Saturday, February 9, 2008

gift horse with rotting teeth, bad breath

what do you do when a loved one gives you something like this:





It's what we used to call a 'Mother Hubbard' sweater back in college. You know ribbed, buttons down the front and looking like my cat had bad fish last night. The biggest problem though is that it was given to me by my brother. Probably the one person who knows me the most. Which explains why I am so upset.

Does my brother know me so little to think I would willingly submit to be seen in something like that. Its a scary and life altering thought. And like with all good intentioned but out of place gifts, I have only one choice. I grin and carry wear it to the bus stop every morning, take it off there and put it back on the walk home from the bus stop.
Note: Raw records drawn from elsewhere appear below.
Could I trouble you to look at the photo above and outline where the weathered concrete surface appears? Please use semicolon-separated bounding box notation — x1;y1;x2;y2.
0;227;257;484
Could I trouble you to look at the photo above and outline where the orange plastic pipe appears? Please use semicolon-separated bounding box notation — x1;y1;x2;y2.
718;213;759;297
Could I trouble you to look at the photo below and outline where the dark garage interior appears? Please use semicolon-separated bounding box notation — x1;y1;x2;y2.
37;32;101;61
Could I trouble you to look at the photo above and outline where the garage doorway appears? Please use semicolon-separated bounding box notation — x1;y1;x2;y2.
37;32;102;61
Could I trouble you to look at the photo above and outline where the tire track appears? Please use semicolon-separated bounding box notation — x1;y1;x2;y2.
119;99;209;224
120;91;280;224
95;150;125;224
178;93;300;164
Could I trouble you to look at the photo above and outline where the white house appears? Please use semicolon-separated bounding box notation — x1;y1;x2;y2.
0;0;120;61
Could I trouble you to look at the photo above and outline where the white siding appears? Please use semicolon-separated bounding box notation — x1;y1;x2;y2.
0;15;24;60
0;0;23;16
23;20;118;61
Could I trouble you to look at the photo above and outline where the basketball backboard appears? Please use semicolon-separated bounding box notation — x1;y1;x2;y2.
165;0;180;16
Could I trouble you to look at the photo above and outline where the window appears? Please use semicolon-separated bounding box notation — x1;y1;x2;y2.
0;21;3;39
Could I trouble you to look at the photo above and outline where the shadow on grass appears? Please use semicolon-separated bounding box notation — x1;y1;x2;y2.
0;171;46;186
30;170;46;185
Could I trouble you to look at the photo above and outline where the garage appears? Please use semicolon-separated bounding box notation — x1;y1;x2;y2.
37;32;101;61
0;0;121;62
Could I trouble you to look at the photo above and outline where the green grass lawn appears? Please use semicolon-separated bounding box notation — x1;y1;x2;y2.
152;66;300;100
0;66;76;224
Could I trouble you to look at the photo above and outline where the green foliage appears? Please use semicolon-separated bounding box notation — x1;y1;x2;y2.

Why do people give bad gifts? What makes an aunt believe that you will actually wear the light green salwar she has given you for your birthday when light green is the absolute last colour that goes with an Indian skin tone? Or what is the rationale behind bum chums gifting you a top 3 sizes too small because its 'sexy' and are then aghast that you don't fit into it. Or well meaning colleagues who gift you a purse made out of what feels like 'Original Lion Fur from the African Saharas' which you are forced to carry while your vegetarian-animal loving soul dies a thousand deaths....

No I'm not a material girl. I'll love you if you give me a 5 buck Cadbury's chocolate for Valentines Day and I'll love you even better if you don't give me anything. After all, its the thought, that matters. And with most people, I wish the gifting instinct stayed at that...

So existentialist question. Is there some kind of larger force at play that makes it necessary for all bad gifts to be gifted to me? Or do you have a better story?